Moctar Cissé

Personal information
- Full name: Moctar Mohamed Cissé
- Date of birth: 10 March 1993 (age 32)
- Place of birth: Bamako, Mali
- Height: 1.76 m (5 ft 9 in)
- Position(s): Forward

Team information
- Current team: US Biskra
- Number: 15

Senior career*
- Years: Team / Apps / (Gls)
- 20??–2014: AS Real Bamako
- 2014–2015: Stade Malien
- 2015–2016: Wydad Casablanca / 7 / (2)
- 2016: → AS Salé (loan) / 10 / (5)
- 2016–2017: KF Tirana / 23 / (2)
- 2017–2018: CS Constantine / 23 / (4)
- 2018: NA Hussein Dey / 2 / (0)
- 2019: Al-Ain / ? / (?)
- 2019–: US Biskra

International career^{‡}
- 2015–: Mali / 2 / (0)

= Moctar Cissé =

Malian footballer

Moctar Mohamed Cissé (born 10 March 1993) is a Mali international footballer who is playing for US Biskra. He previously played for Malian clubs AS Real Bamako and Stade Malien and for Moroccan clubs Wydad Casablanca and AS Salé. He has represented his country at under-23 and senior level.

==Club career==
Playing for AS Real Bamako, Cissé finished the 2013–14 season as Malian Première Division joint top scorer, with 15 goals. His goal in the away leg against Enyimba helped his club proceed to the second qualifying round of the 2014 CAF Champions League on away goals., Although Real lost in that round, they were able to qualify for the 2014 CAF Confederation Cup group stage.

Cissé signed for Malian champions Stade Malien for the new season. He played and scored for them in the 2015 CAF Champions League, and, as in the previous season, failed to reach the main competition but qualified for the Confederation Cup group stage.

He moved on to reigning Moroccan champions Wydad Casablanca ahead of the 2015–16 season. He scored twice in the second match of the season in a 3–1 defeat of 2015 runners-up Olympique Club de Khouribga. After some confusion about his destination, Cissé spent the second half of the season on loan at AS Salé of the Moroccan second tier.

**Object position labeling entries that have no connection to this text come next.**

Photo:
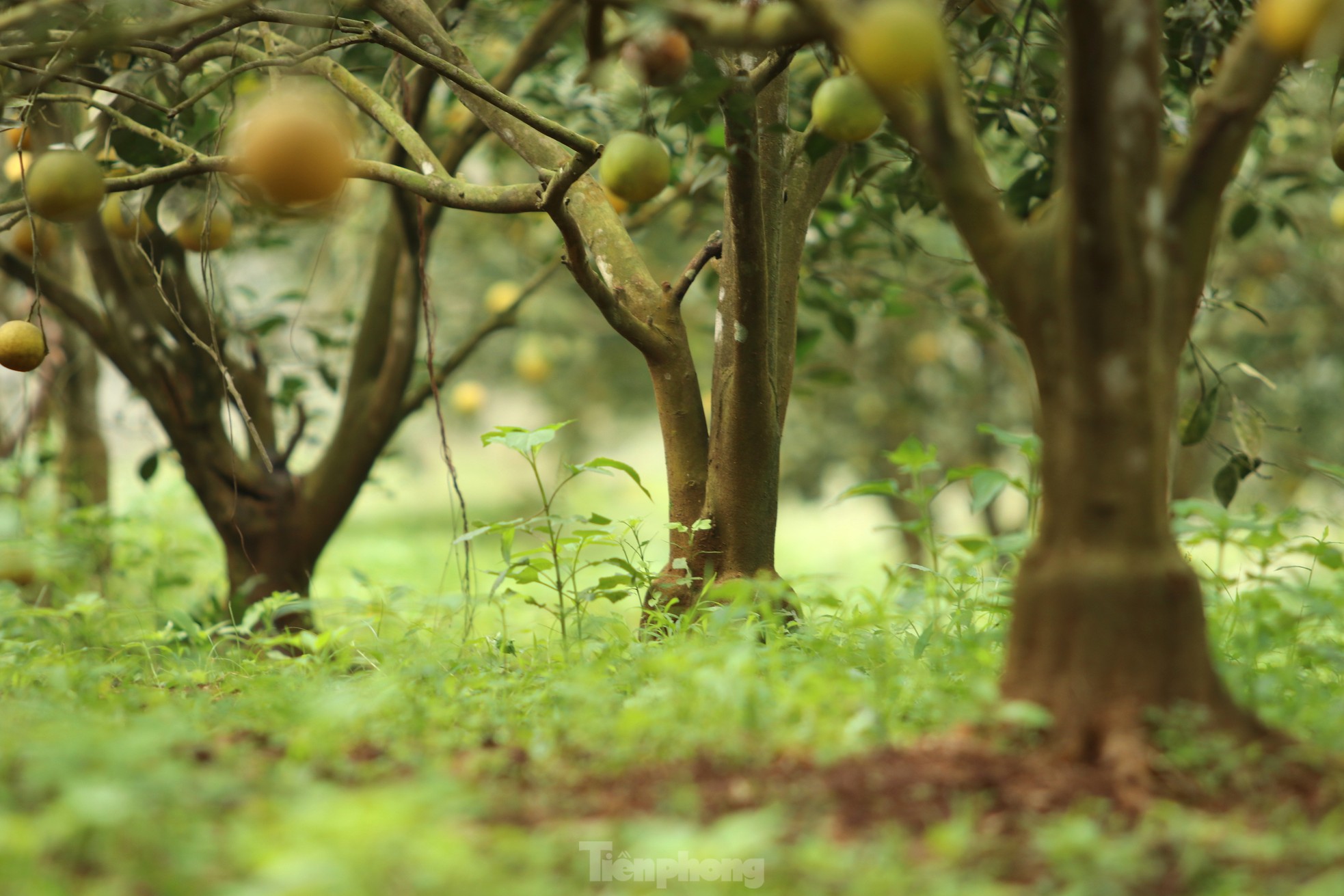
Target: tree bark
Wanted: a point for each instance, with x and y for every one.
(83, 453)
(268, 549)
(1107, 617)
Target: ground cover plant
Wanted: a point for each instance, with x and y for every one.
(987, 352)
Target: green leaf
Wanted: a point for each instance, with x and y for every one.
(876, 487)
(616, 465)
(1226, 483)
(697, 98)
(1230, 476)
(1244, 221)
(268, 324)
(1196, 428)
(142, 151)
(914, 456)
(291, 389)
(986, 487)
(1330, 470)
(150, 467)
(526, 442)
(1249, 428)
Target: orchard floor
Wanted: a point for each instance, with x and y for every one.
(858, 755)
(413, 751)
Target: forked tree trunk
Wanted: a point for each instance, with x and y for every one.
(1107, 617)
(263, 566)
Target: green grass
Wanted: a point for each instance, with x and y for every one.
(140, 759)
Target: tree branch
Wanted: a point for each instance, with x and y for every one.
(712, 249)
(1224, 124)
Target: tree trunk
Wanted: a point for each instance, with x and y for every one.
(83, 453)
(1107, 617)
(676, 391)
(267, 551)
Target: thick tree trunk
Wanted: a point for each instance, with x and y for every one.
(686, 448)
(1107, 617)
(268, 549)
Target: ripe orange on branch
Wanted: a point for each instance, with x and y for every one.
(296, 147)
(196, 236)
(897, 44)
(1289, 26)
(22, 346)
(19, 137)
(658, 58)
(34, 233)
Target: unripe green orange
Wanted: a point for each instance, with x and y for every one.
(122, 222)
(846, 109)
(22, 346)
(65, 186)
(34, 233)
(191, 233)
(1338, 211)
(897, 44)
(634, 167)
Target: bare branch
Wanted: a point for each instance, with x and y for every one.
(452, 193)
(712, 249)
(483, 89)
(494, 324)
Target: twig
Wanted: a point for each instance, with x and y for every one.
(712, 249)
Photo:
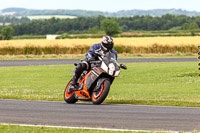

He joined Albanian Superliga club KF Tirana ahead of the 2016–17 season, signing a two-year contract. However, Wydad Casablanca claimed he was still under contract to them. The player appealed to FIFA, who ruled that he was free to play for KF Tirana, and he finally made his debut on 16 October in a 2–1 win against Skënderbeu.

==International career==
Cissé has represented his country in the qualification process for the 2015 Africa U-23 Cup of Nations, which doubled as qualifiers for the 2016 Olympics, and, at senior level, in the 2016 CHAN qualifiers.